UAs may therefore treat all links as unvisited links, or implement other measures to preserve the user's privacy while rendering visited and unvisited links differently. See [P3P] for more information about handling privacy.
This is all very cute, but the real exploit isn't embarrassing your friends and co-workers by revealing their kinks. Imagine a phishing site which could sniff your browser history to see which bank you use, and then provide a customized login form masquerading as that same site.
Exposing browsing history via CSS color information in the DOM is a serious security hope that should be closed by browser vendors.
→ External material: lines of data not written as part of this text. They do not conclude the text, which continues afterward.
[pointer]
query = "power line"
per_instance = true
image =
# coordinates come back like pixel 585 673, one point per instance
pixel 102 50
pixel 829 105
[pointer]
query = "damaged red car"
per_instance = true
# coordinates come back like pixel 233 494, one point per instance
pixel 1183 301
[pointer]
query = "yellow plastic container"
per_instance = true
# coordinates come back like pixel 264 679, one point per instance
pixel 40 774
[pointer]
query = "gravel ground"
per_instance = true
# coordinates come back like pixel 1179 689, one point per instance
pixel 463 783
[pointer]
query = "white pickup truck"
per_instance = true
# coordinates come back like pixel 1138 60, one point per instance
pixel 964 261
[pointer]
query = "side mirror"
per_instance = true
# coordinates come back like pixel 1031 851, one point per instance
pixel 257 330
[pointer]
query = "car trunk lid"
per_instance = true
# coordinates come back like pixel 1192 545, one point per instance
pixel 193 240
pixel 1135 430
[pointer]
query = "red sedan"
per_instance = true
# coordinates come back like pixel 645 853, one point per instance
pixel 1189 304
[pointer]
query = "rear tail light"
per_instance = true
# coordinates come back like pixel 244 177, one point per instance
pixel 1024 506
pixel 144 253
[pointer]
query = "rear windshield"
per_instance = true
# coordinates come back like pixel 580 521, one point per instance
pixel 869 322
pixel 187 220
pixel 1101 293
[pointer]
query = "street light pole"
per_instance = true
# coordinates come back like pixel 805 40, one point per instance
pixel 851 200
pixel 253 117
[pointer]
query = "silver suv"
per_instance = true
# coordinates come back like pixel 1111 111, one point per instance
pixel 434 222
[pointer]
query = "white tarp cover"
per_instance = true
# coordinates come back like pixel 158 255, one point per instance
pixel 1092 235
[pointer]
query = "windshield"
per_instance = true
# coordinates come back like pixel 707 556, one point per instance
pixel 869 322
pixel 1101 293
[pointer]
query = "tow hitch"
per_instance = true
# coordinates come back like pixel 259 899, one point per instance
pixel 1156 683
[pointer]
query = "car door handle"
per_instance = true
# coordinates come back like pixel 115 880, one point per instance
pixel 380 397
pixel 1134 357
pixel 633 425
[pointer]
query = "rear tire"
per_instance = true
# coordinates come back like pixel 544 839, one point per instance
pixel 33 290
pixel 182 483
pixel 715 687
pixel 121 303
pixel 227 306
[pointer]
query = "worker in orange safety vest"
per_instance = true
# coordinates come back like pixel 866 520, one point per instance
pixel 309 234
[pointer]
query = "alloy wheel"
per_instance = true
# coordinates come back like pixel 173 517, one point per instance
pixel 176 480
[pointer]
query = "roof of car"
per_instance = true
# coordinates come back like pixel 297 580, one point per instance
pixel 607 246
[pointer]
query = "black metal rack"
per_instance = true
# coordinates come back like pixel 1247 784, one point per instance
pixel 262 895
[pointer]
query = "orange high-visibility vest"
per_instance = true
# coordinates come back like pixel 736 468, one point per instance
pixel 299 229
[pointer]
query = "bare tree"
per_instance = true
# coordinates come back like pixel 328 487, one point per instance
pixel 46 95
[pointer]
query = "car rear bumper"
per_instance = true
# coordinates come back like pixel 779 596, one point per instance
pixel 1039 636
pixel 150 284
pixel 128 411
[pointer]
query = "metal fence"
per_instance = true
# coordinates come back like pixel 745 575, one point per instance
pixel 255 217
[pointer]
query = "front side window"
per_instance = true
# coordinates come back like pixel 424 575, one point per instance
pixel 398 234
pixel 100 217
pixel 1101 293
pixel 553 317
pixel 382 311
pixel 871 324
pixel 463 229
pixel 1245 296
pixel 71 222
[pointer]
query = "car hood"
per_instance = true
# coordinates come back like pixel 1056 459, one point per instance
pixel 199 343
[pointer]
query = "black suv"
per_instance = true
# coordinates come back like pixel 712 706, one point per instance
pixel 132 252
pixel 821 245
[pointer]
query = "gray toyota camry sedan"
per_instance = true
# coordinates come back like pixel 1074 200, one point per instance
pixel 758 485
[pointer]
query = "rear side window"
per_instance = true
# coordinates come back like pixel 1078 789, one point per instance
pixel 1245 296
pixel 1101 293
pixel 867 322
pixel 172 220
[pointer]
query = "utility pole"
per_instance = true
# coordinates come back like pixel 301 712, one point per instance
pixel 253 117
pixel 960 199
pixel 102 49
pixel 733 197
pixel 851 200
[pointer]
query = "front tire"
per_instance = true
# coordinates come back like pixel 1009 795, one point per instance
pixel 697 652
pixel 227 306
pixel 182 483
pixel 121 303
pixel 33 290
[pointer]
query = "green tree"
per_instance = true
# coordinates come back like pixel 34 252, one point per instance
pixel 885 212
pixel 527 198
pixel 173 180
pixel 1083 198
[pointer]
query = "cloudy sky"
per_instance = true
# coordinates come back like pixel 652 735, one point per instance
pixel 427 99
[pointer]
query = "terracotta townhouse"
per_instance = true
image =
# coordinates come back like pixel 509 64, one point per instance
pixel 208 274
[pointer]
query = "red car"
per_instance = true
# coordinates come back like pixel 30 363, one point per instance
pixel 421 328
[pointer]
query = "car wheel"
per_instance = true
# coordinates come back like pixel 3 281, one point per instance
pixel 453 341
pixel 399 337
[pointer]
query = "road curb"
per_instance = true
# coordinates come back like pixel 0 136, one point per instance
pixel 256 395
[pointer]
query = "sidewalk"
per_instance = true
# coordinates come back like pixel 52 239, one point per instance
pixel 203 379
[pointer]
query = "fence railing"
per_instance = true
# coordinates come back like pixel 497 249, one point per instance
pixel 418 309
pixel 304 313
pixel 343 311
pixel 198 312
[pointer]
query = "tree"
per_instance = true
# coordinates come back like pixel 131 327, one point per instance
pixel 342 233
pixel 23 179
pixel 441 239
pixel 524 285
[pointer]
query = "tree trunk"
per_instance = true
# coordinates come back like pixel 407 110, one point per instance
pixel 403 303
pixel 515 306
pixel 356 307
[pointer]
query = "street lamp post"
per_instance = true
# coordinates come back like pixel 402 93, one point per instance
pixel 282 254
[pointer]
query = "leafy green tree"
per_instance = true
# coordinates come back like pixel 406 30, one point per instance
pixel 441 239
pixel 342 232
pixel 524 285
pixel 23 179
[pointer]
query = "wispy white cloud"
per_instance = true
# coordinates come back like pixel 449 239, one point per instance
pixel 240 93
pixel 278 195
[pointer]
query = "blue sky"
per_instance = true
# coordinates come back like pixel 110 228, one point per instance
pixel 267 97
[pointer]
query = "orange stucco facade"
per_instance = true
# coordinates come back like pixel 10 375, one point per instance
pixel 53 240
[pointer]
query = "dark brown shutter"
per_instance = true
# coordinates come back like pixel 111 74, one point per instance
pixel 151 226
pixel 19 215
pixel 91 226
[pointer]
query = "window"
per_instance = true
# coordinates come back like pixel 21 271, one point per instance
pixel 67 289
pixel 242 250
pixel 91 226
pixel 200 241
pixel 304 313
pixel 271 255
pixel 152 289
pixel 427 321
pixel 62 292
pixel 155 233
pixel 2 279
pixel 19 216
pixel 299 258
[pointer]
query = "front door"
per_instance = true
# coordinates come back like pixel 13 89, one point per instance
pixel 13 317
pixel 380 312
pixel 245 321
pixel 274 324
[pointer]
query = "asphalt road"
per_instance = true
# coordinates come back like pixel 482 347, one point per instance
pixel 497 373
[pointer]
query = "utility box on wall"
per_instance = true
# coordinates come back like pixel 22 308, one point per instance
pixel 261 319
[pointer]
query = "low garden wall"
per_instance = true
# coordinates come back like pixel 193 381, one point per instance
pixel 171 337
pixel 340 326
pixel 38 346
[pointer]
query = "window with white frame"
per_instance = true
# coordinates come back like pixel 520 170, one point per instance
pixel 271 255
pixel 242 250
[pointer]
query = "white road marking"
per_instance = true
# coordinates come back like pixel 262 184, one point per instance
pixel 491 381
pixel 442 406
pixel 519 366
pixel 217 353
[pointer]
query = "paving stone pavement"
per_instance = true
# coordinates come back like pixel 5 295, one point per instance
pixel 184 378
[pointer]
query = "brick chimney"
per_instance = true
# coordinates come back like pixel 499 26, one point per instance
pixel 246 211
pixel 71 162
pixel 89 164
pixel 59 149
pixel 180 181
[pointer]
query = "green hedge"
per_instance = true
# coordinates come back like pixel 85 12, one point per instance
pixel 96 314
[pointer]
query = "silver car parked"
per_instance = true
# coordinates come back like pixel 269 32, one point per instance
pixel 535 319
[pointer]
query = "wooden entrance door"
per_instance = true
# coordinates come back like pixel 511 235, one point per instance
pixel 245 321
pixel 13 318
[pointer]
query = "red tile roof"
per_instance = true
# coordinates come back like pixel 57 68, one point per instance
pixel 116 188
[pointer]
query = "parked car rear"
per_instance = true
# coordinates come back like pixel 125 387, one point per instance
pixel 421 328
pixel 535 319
AFAIK the bug I shown is not currently fixed. The idea is to perform a request for an image in the target site (usually the logo), meter how many milliseconds it takes, if it takes very little (near to zero) you already visited the site. If the latency is instead in the normal range you didn't. See the article for more info.
I use NoScript too, but you can do it in pure CSS and Noscript won't block it: just set a:visited for the link you're interested in to use a certain background image, which will only hit your server if the link is actually visited.
It's not really relevant to anything. I could say it's another reason to go back to using BBS's instead of the WWW, but that's not really a useful observation is it.
But that's not what noscript does; it allows you to whitelist known-good scripts, and only run those. So when you go goodsite.com, you can see the cool javascript animations, but when you browse to steals-your-history.com, your history won't be stolen.
Sure, goodsite.com can choose to spy on you... but that is less likely than some other random site being the bad one.
"... but when you browse to steals-your-history.com, your history won't be stolen."
Ah, but you won't know if your history's being stolen, right? The exploit can be hidden from the user's eyes, hidden in an ad, for example, that the site you trust shows you without realizing that ad is hacking your history. Phishing sites, too, of course.
A big problem caused by this elegant hack is that it uses services web users can't easily do without, services that most browser users don't know about (and, ideally, shouldn't need to understand). I guess you're suggesting that a user must be more wary of websites, avoiding unknown ones. Is that what you're suggesting?
It'll be interesting to see what can be tried to remedy the privacy issues caused by this.
I don't think disabling JS by default is equivalent to going back to BBSes. IMO it's how JS and other client-side scripting technologies should have been implemented from the very beginning, on an opt-in basis with the onus on the site developer to convince users that it's worthwhile to enable the feature for their site.